The PSNI chief said he was concerned by the increasing pace of dissident activity.
It follows the discovery of a mortar bomb near a police station in Strabane and a bomb fitted with a command wire in Derry.
Mr Byrne also reiterated a call for the recruitment of more police officers.
Police blamed both attacks on the dissident republican group the New IRA.
Speaking on BBC Radio Ulster, Mr Byrne said recent attacks were “a departure from what we have seen recently”.He added that he was concerned by “the engineering behind a range of different devices”.
“There are a range of tactics being deployed by terrorists in different parts of Northern Ireland with one sole purpose, that is to kill or seriously injure one of our staff,” he said,
“I think it is a worrying departure in terms of the determination, the tempo and the motivation of people to clearly kill or seriously injure one of our officers.”
Mr Byrne said the PSNI needed another 800 officers to take the total size of the force to 7,500.

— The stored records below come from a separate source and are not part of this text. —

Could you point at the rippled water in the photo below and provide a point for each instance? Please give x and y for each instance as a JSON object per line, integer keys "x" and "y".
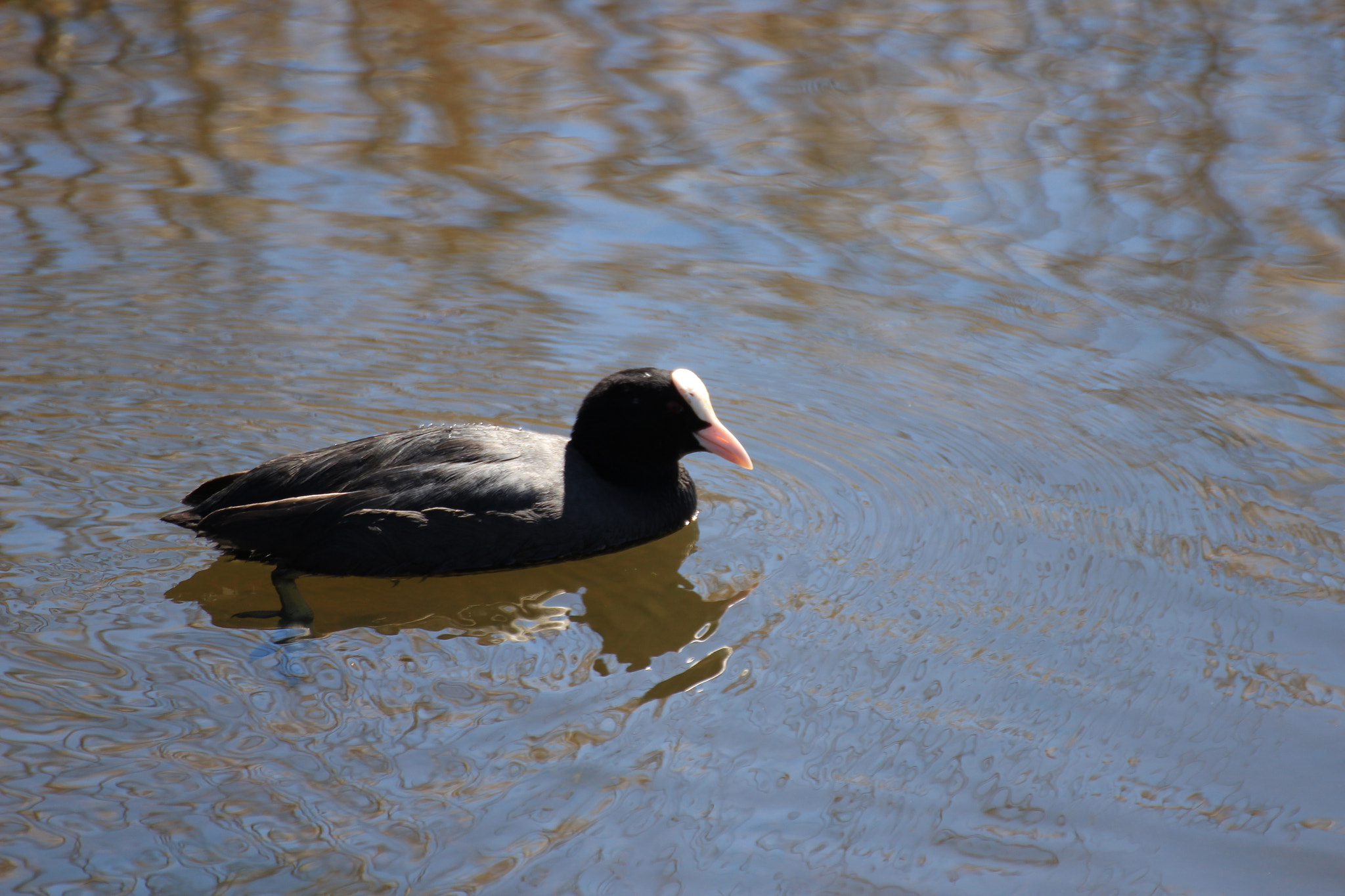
{"x": 1028, "y": 312}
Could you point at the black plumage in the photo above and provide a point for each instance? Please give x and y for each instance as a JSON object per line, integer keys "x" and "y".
{"x": 474, "y": 498}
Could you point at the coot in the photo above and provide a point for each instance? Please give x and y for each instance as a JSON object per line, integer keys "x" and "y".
{"x": 472, "y": 498}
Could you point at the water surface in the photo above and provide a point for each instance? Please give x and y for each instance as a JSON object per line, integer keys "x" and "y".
{"x": 1028, "y": 312}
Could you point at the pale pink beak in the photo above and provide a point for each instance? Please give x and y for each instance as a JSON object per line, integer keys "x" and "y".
{"x": 717, "y": 440}
{"x": 713, "y": 438}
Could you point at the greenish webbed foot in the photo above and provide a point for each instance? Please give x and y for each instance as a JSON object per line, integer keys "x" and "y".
{"x": 294, "y": 610}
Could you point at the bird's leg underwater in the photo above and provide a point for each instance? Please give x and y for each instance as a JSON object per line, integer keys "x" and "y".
{"x": 294, "y": 609}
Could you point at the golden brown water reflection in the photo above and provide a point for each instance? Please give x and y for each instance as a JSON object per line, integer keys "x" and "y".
{"x": 1029, "y": 312}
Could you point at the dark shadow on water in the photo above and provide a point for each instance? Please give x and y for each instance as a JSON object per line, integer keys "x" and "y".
{"x": 636, "y": 601}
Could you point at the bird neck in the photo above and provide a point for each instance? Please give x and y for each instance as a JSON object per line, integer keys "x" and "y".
{"x": 625, "y": 464}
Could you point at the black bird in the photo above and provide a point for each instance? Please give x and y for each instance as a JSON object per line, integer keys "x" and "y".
{"x": 471, "y": 498}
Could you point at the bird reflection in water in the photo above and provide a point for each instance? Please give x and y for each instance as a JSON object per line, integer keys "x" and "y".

This was the level envisaged by the Patten Report in 1999 which led to the creation of the PSNI.
He said: “I am worried that the valiant efforts of officers cannot continue at this rate without support from the government to increase the number of people that I can deploy to communities to fight terrorism.
“I actually think that communities are our biggest weapon in turning round this problem, but to encourage and enable them we need to increase our neighbourhood policing teams right across Northern Ireland.”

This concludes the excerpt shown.